M. de Commarin raconta alors rapidement tous les incidents rapportés par Claire. Quand il eut terminé:

– Monsieur, répondit Noël, vous voyez ma situation en ce moment, dès demain…

– Demain! interrompit le comte d’une voix indignée; vous parlez, je crois, d’attendre à demain! L’honneur commande, monsieur, il faut agir aujourd’hui même, à l’instant. Le moyen, pour vous, d’honorer cette pauvre femme, n’est pas de prier pour elle… délivrez son fils.

Noël s’inclina profondément.

– Entendre votre volonté, monsieur, dit-il, c’est obéir. Je pars. Ce soir, à l’hôtel, j’aurai l’honneur de vous rendre compte de mes démarches. Peut-être me sera-t-il donné de vous ramener Albert.

Il dit, et, embrassant une dernière fois la morte, il sortit.

Bientôt le comte et Mlle d’Arlange se retirèrent.

Le vieux soldat était allé à la mairie faire sa déclaration de décès et remplir les formalités indispensables. La religieuse resta seule en attendant le prêtre que le curé avait promis d’envoyer pour «garder le corps». La fille de Saint-Vincent n’éprouvait ni crainte ni embarras. Tant de fois elle s’était trouvée dans des circonstances pareilles! Ses prières dites, elle s’était relevée, et déjà elle allait et venait dans la chambre, disposant tout comme on doit le faire quand un malade a rendu le dernier soupir. Elle faisait disparaître les traces de la maladie, cachait les fioles et les petits pots, brûlait du sucre sur une pelle rougie, et sur une table recouverte d’une serviette blanche, à la tête du lit, elle allumait des bougies et plaçait un crucifix avec un bénitier et la branche de buis bénit.

XVII

Aussi troublé, aussi préoccupé que possible des révélations de Mlle d’Arlange, M. Daburon gravissait l’escalier qui conduit aux galeries des juges d’instruction, lorsqu’il fut croisé par le père Tabaret. Sa vue l’enchanta et tout aussitôt il l’appela:

– Monsieur Tabaret!… Mais le bonhomme, qui donnait tous les signes de l’agitation la plus vive, n’était rien moins que disposé à s’arrêter, à perdre une minute.
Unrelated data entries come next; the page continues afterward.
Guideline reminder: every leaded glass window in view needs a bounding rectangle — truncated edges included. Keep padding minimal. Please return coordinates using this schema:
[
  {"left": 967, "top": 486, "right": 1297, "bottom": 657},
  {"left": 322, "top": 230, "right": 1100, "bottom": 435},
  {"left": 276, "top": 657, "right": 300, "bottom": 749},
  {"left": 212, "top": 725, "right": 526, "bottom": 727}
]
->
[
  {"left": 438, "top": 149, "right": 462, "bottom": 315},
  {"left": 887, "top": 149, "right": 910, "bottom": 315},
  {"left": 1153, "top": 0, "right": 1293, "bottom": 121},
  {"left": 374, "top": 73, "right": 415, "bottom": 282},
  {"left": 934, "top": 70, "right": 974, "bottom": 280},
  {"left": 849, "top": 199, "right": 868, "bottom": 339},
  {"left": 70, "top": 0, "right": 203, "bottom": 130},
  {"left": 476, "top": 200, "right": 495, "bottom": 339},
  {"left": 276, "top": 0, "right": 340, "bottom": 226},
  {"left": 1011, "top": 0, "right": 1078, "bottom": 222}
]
– Vous m’excuserez, monsieur, dit-il en saluant, on m’attend chez moi.

– J’espère cependant…

– Oh! il est innocent, interrompit le père Tabaret. J’ai déjà quelques indices, et avant trois jours… Mais vous allez entendre l’homme aux boucles d’oreilles de Gévrol. Il est très malin, Gévrol, je l’avais mal jugé.
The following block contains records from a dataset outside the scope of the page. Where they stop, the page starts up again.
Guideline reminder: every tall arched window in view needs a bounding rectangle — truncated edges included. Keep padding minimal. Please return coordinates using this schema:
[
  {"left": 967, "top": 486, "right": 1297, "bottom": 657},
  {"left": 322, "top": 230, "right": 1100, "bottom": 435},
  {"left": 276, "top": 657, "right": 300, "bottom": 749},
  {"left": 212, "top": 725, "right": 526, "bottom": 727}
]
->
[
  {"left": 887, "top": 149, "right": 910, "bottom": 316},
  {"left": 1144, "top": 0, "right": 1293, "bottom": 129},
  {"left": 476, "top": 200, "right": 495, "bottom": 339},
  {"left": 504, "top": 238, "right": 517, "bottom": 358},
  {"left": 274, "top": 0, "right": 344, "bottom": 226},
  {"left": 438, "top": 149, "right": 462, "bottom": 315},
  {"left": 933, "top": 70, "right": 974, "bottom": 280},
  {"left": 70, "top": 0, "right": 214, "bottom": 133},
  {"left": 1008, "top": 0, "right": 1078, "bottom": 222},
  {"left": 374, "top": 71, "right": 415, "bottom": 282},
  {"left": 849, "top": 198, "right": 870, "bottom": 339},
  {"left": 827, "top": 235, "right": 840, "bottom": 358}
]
Et sans écouter un mot de plus il reprit sa course, sautant trois marches à la fois, au risque de se rompre le cou.

M. Daburon, désappointé, hâta le pas.

Dans la galerie, devant la porte de son cabinet, sur le banc de bois grossier, Albert assis près d’un garde de Paris attendait.
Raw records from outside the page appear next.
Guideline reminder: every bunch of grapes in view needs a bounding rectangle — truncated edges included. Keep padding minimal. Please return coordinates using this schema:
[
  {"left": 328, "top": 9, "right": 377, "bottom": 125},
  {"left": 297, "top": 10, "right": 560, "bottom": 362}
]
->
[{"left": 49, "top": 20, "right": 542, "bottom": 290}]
– On va vous appeler à l’instant, monsieur, dit le juge au prévenu en ouvrant sa porte.

Dans le cabinet, Constant causait avec un petit homme à figure chafouine qu’on aurait pu prendre à sa tenue pour un petit rentier des Batignolles, sans l’énorme épingle «en faux» qui constellait sa cravate et trahissait l’agent de la sûreté.

– Vous avez reçu mes lettres? demanda M. Daburon à son greffier.

– Monsieur, vos ordres sont exécutés, le prévenu est là, et voici monsieur Martin qui arrive à l’instant du quartier des Invalides.